The chromosome “arms” projecting from either end of the centromere may be designated as short or long, depending on their relative lengths. The short arm is abbreviated p (for “petite”), whereas the long arm is abbreviated q (because it follows “p” alphabetically). Each arm is further subdivided and denoted by a number. Using this naming system, locations on chromosomes can be described consistently in the scientific literature.
Although Mendel is referred to as the “father of modern genetics,” he performed his experiments with none of the tools that the geneticists of today routinely employ. One such powerful cytological technique is karyotyping, a method in which traits characterized by chromosomal abnormalities can be identified from a single cell. To observe an individual’s karyotype, a person’s cells (like white blood cells) are first collected from a blood sample or other tissue.
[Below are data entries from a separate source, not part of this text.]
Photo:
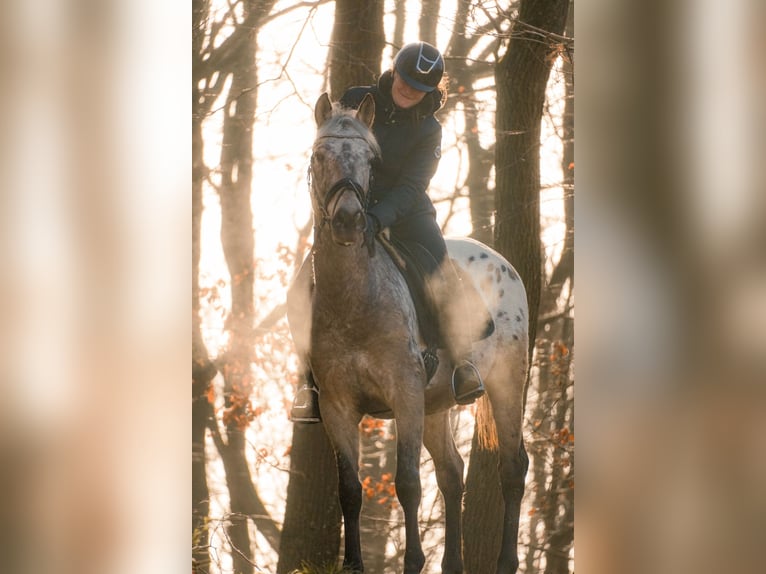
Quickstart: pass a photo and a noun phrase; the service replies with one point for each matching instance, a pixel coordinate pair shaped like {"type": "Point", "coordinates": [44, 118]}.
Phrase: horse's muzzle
{"type": "Point", "coordinates": [347, 226]}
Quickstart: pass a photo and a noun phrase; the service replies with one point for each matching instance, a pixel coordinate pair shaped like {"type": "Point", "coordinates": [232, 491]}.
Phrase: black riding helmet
{"type": "Point", "coordinates": [420, 65]}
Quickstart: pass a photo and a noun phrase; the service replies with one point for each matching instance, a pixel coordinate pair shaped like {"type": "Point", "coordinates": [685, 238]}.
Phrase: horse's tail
{"type": "Point", "coordinates": [485, 423]}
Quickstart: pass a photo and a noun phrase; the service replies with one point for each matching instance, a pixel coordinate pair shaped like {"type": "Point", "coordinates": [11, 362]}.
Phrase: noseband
{"type": "Point", "coordinates": [337, 189]}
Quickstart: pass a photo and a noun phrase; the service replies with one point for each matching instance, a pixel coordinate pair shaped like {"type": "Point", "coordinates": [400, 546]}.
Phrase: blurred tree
{"type": "Point", "coordinates": [463, 73]}
{"type": "Point", "coordinates": [429, 17]}
{"type": "Point", "coordinates": [214, 62]}
{"type": "Point", "coordinates": [356, 46]}
{"type": "Point", "coordinates": [521, 78]}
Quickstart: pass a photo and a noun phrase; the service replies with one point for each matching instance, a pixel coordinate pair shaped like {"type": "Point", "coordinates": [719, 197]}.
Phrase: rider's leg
{"type": "Point", "coordinates": [458, 323]}
{"type": "Point", "coordinates": [305, 407]}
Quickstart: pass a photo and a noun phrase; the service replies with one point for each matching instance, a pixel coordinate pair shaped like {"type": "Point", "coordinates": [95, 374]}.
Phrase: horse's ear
{"type": "Point", "coordinates": [366, 112]}
{"type": "Point", "coordinates": [322, 109]}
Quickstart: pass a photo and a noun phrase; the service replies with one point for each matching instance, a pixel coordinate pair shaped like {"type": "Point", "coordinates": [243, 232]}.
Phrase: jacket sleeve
{"type": "Point", "coordinates": [409, 190]}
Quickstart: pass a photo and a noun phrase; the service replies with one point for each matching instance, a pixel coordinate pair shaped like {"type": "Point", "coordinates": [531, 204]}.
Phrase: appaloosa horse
{"type": "Point", "coordinates": [364, 348]}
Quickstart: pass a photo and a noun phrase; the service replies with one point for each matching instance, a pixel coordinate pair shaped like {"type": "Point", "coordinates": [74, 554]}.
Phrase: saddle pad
{"type": "Point", "coordinates": [415, 262]}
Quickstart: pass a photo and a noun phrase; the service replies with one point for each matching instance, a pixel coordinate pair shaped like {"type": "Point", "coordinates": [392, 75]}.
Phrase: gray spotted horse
{"type": "Point", "coordinates": [365, 350]}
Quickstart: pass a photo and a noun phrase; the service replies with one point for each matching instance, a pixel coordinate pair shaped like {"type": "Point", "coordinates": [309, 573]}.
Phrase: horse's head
{"type": "Point", "coordinates": [341, 166]}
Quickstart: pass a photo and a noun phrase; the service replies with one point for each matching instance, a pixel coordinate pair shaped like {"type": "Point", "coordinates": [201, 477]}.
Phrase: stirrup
{"type": "Point", "coordinates": [308, 410]}
{"type": "Point", "coordinates": [472, 377]}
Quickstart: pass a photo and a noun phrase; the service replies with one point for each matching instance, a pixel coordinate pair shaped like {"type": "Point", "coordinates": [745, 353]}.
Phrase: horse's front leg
{"type": "Point", "coordinates": [343, 432]}
{"type": "Point", "coordinates": [409, 441]}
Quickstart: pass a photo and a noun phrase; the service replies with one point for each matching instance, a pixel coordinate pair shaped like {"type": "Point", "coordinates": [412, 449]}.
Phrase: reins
{"type": "Point", "coordinates": [336, 189]}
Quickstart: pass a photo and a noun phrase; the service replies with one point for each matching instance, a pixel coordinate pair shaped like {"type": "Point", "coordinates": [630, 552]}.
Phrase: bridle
{"type": "Point", "coordinates": [337, 189]}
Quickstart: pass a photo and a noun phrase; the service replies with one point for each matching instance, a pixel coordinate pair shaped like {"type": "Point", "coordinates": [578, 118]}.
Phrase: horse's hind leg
{"type": "Point", "coordinates": [505, 389]}
{"type": "Point", "coordinates": [437, 438]}
{"type": "Point", "coordinates": [409, 440]}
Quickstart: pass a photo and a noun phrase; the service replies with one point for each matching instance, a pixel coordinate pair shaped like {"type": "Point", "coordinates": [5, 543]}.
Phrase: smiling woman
{"type": "Point", "coordinates": [293, 49]}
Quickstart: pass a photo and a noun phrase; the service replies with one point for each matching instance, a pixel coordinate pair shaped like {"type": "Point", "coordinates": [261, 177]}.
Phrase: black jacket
{"type": "Point", "coordinates": [410, 141]}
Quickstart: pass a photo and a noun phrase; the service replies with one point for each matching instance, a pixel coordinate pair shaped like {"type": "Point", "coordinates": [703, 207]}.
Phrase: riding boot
{"type": "Point", "coordinates": [305, 407]}
{"type": "Point", "coordinates": [306, 402]}
{"type": "Point", "coordinates": [459, 328]}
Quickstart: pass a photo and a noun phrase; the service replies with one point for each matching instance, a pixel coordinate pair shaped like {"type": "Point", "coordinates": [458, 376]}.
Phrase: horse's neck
{"type": "Point", "coordinates": [342, 275]}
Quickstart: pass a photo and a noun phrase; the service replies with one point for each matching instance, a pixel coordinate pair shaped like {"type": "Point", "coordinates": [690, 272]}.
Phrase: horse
{"type": "Point", "coordinates": [364, 348]}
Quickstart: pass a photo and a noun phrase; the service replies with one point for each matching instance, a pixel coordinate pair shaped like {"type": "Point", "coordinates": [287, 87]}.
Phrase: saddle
{"type": "Point", "coordinates": [414, 262]}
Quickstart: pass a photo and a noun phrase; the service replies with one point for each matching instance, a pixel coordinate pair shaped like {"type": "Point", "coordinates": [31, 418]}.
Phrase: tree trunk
{"type": "Point", "coordinates": [521, 77]}
{"type": "Point", "coordinates": [377, 459]}
{"type": "Point", "coordinates": [203, 370]}
{"type": "Point", "coordinates": [480, 160]}
{"type": "Point", "coordinates": [237, 238]}
{"type": "Point", "coordinates": [311, 530]}
{"type": "Point", "coordinates": [483, 517]}
{"type": "Point", "coordinates": [429, 17]}
{"type": "Point", "coordinates": [356, 45]}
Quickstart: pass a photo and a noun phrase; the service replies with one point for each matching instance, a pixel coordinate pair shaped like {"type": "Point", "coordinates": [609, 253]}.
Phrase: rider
{"type": "Point", "coordinates": [406, 98]}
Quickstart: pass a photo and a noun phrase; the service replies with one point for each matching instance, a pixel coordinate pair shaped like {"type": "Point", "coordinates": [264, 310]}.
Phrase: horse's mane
{"type": "Point", "coordinates": [343, 123]}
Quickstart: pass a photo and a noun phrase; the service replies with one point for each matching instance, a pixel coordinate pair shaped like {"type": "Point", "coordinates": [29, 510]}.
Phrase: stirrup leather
{"type": "Point", "coordinates": [467, 396]}
{"type": "Point", "coordinates": [308, 410]}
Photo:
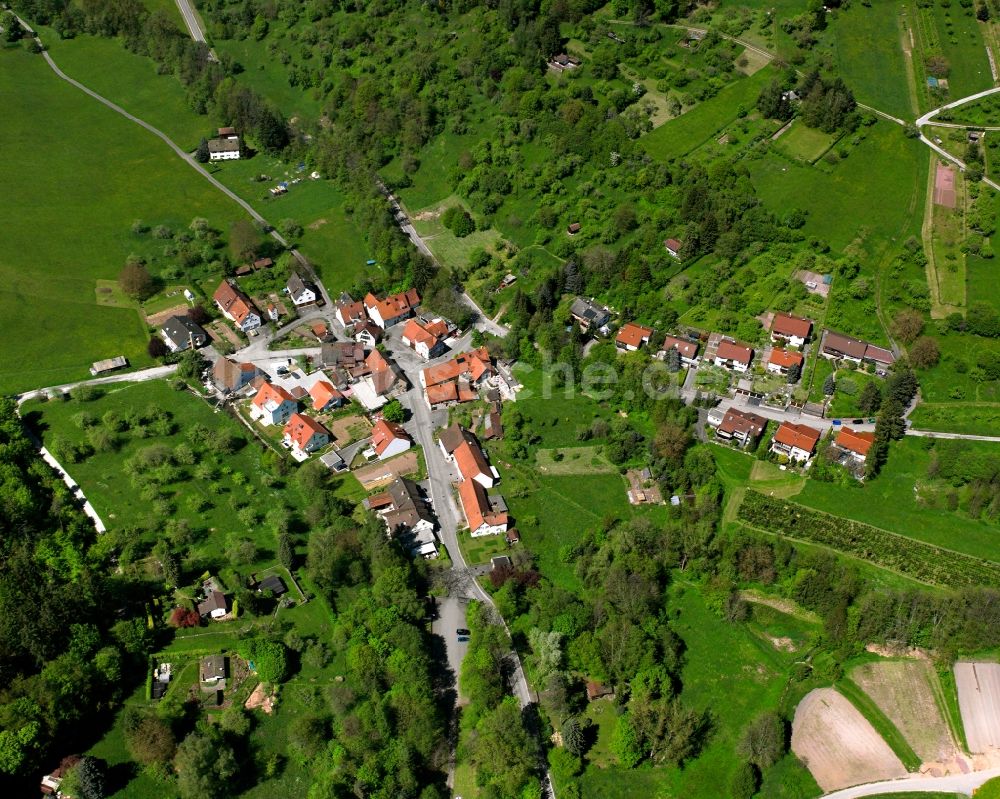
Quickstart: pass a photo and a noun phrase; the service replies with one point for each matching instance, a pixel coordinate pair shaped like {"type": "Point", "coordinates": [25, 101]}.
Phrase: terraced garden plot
{"type": "Point", "coordinates": [906, 691]}
{"type": "Point", "coordinates": [838, 745]}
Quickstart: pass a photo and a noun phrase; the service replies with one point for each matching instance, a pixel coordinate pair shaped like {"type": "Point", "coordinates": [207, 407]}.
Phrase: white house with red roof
{"type": "Point", "coordinates": [389, 439]}
{"type": "Point", "coordinates": [304, 434]}
{"type": "Point", "coordinates": [796, 441]}
{"type": "Point", "coordinates": [236, 306]}
{"type": "Point", "coordinates": [272, 405]}
{"type": "Point", "coordinates": [393, 309]}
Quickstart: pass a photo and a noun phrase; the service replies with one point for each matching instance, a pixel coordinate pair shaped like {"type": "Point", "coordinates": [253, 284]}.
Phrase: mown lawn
{"type": "Point", "coordinates": [82, 175]}
{"type": "Point", "coordinates": [679, 136]}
In the laboratory, the isolated cells are stimulated to begin actively dividing. A chemical called colchicine is then applied to cells to arrest condensed chromosomes in metaphase. Cells are then made to swell using a hypotonic solution so the chromosomes spread apart. Finally, the sample is preserved in a fixative and applied to a slide.
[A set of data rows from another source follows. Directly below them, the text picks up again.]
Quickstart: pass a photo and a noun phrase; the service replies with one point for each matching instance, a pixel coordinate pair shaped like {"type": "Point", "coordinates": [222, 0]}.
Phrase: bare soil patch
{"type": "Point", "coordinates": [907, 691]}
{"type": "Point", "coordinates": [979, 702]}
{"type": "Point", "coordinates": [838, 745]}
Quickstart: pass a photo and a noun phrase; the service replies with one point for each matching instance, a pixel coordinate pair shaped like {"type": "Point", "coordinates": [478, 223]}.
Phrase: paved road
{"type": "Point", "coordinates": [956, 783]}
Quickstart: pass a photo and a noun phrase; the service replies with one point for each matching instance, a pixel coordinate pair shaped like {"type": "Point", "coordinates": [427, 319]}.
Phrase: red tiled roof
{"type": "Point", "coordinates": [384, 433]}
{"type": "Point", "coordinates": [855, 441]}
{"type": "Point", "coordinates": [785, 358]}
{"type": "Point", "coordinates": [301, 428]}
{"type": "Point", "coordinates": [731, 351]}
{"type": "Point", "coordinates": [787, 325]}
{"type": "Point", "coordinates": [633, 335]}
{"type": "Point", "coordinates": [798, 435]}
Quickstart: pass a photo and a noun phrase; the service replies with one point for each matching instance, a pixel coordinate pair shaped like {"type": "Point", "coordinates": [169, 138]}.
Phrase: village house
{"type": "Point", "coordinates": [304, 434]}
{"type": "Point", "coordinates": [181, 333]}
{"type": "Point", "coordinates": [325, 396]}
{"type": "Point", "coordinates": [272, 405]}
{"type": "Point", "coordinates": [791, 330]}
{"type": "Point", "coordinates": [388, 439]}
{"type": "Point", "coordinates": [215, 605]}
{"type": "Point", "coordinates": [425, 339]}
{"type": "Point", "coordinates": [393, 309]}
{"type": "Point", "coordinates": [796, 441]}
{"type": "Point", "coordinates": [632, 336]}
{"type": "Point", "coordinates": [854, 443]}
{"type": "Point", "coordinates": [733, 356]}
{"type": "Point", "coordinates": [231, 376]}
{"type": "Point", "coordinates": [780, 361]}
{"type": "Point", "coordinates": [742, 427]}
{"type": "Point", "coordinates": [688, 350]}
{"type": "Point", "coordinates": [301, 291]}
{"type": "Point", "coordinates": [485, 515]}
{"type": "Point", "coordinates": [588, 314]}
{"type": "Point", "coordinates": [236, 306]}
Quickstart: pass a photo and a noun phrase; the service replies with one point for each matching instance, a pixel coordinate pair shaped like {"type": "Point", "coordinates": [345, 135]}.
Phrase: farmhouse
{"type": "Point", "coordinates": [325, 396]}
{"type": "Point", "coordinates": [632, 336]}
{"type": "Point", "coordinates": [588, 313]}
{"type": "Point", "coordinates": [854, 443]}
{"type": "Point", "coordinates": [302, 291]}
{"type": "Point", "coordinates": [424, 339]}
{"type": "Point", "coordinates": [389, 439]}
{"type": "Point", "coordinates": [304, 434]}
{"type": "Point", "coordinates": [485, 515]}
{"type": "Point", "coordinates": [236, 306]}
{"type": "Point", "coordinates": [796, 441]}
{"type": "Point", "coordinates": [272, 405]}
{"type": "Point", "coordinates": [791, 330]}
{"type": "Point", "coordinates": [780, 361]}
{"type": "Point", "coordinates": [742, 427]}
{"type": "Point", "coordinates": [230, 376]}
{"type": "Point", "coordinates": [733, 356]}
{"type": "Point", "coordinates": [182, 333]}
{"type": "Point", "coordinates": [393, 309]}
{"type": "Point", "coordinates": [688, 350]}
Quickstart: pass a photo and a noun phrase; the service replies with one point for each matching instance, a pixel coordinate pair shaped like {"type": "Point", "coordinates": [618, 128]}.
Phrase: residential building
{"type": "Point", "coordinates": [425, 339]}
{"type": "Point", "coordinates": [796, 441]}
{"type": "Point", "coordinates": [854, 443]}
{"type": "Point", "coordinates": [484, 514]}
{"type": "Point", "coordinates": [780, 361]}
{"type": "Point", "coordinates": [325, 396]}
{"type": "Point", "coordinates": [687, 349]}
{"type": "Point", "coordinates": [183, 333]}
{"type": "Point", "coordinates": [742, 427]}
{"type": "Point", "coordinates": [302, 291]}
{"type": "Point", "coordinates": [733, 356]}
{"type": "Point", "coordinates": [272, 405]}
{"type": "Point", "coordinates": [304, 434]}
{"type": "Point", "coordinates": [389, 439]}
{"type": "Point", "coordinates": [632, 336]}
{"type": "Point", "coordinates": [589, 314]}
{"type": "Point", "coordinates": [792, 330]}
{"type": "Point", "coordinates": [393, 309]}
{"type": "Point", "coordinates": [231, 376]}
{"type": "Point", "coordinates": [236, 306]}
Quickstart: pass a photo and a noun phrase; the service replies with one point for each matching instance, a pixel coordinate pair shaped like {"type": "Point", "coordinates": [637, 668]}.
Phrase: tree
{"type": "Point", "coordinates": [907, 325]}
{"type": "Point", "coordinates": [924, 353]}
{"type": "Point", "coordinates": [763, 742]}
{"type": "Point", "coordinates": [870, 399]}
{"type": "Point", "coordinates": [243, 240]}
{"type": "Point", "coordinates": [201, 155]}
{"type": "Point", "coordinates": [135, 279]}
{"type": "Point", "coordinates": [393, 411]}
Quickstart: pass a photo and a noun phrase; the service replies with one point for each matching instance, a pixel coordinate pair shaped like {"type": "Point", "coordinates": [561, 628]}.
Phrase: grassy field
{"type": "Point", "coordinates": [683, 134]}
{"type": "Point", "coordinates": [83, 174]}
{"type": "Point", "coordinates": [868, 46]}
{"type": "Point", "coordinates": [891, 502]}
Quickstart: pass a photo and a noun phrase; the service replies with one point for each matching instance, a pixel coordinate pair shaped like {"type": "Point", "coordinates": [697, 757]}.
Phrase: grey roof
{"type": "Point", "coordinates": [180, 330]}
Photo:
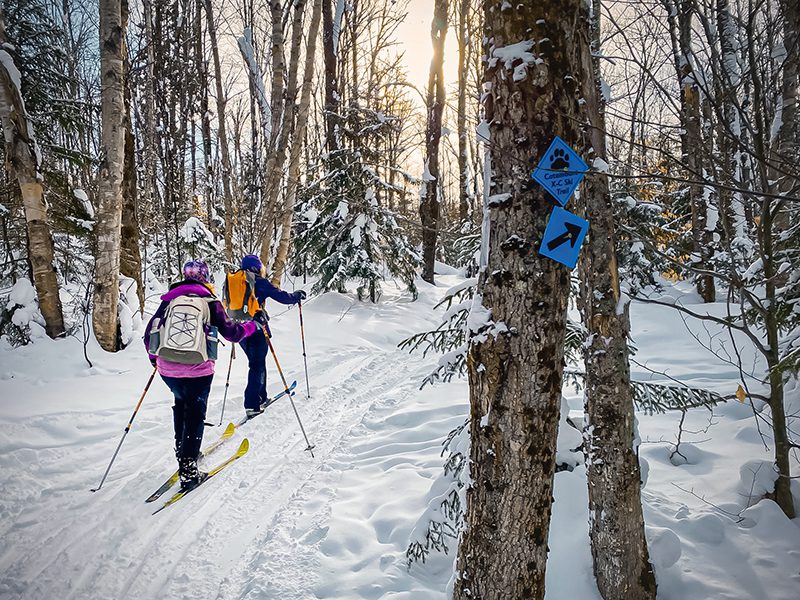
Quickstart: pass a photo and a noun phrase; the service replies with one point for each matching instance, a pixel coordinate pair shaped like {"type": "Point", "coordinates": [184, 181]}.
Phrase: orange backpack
{"type": "Point", "coordinates": [239, 297]}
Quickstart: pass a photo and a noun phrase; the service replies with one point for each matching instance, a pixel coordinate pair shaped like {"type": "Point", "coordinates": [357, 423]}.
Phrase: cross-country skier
{"type": "Point", "coordinates": [245, 293]}
{"type": "Point", "coordinates": [181, 340]}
The geneticist then stains chromosomes with one of several dyes to better visualize the distinct and reproducible banding patterns of each chromosome pair. Following staining, the chromosomes are viewed using bright-field microscopy. A common stain choice is the Giemsa stain. Giemsa staining results in approximately 400–800 bands (of tightly coiled DNA and condensed proteins) arranged along all of the 23 chromosome pairs. An experienced geneticist can identify each chromosome based on its characteristic banding pattern. In addition to the banding patterns, chromosomes are further identified on the basis of size and centromere location. To obtain the classic depiction of the karyotype in which homologous pairs of chromosomes are aligned in numerical order from longest to shortest, the geneticist obtains a digital image, identifies each chromosome, and manually arranges the chromosomes into this pattern.
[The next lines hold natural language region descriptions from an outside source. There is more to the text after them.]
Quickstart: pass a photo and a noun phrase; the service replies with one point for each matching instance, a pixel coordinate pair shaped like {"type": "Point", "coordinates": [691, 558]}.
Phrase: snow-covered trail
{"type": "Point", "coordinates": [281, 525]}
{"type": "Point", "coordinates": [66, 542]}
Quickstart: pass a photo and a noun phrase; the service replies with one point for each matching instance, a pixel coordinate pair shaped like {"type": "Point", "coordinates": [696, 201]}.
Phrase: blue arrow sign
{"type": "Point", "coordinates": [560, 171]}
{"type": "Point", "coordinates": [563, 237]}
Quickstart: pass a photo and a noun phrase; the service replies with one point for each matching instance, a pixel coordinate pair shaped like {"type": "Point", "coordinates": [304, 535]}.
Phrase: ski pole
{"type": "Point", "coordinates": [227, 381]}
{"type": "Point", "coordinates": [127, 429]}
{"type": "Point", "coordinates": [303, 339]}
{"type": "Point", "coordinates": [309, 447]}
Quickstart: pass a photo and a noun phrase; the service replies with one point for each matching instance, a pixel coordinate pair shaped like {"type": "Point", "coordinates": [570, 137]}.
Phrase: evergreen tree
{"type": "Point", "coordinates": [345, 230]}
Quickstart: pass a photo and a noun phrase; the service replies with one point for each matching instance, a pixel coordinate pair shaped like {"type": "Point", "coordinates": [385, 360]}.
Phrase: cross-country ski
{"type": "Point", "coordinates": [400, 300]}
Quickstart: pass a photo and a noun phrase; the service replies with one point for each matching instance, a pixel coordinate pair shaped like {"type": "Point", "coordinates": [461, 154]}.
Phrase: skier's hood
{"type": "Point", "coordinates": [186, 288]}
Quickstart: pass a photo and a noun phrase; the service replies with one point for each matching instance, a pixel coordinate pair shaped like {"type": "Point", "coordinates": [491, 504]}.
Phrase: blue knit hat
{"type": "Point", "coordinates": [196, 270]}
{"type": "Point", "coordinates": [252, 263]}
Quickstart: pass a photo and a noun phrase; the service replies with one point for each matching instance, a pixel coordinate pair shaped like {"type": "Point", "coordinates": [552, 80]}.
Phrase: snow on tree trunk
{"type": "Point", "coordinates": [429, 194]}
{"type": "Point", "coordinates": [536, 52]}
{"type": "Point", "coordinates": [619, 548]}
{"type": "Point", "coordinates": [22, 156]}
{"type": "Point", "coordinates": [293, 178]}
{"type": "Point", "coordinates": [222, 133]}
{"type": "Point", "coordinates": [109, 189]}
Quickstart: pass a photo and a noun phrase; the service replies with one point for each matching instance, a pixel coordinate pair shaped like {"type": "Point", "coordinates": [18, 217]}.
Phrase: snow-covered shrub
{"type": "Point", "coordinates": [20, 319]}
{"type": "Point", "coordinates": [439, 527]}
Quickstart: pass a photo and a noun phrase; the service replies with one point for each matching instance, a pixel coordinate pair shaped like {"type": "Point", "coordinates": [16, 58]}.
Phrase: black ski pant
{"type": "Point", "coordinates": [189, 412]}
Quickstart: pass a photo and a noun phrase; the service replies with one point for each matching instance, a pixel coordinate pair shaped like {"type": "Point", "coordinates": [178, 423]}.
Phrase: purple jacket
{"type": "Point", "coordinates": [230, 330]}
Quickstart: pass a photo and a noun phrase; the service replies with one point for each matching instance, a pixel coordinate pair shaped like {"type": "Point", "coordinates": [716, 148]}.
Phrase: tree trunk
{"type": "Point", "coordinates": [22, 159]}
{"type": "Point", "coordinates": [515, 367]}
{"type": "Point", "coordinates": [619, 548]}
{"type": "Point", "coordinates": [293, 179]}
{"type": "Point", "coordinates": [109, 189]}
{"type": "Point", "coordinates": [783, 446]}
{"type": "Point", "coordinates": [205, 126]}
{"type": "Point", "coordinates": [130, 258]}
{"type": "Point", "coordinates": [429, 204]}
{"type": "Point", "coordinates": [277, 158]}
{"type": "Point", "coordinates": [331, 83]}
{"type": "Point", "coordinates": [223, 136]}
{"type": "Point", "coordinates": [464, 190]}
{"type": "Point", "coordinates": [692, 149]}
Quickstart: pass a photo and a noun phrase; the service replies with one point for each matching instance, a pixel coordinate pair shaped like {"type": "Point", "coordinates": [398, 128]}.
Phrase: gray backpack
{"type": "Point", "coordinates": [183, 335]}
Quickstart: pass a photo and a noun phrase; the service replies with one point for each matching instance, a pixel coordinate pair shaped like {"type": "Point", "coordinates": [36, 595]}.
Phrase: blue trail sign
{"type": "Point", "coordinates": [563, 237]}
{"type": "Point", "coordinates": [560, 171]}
At its most basic, the karyotype may reveal genetic abnormalities in which an individual has too many or too few chromosomes per cell. Examples of this are Down Syndrome, which is identified by a third copy of chromosome 21, and Turner Syndrome, which is characterized by the presence of only one X chromosome in women instead of the normal two. Geneticists can also identify large deletions or insertions of DNA. For instance, Jacobsen Syndrome, which involves distinctive facial features as well as heart and bleeding defects, is identified by a deletion on chromosome 11. Finally, the karyotype can pinpoint translocations, which occur when a segment of genetic material breaks from one chromosome and reattaches to another chromosome or to a different part of the same chromosome. Translocations are implicated in certain cancers, including chronic myelogenous leukemia.
During Mendel’s lifetime, inheritance was an abstract concept that could only be inferred by performing crosses and observing the traits expressed by offspring. By observing a karyotype, today’s geneticists can actually visualize the chromosomal composition of an individual to confirm or predict genetic abnormalities in offspring, even before birth.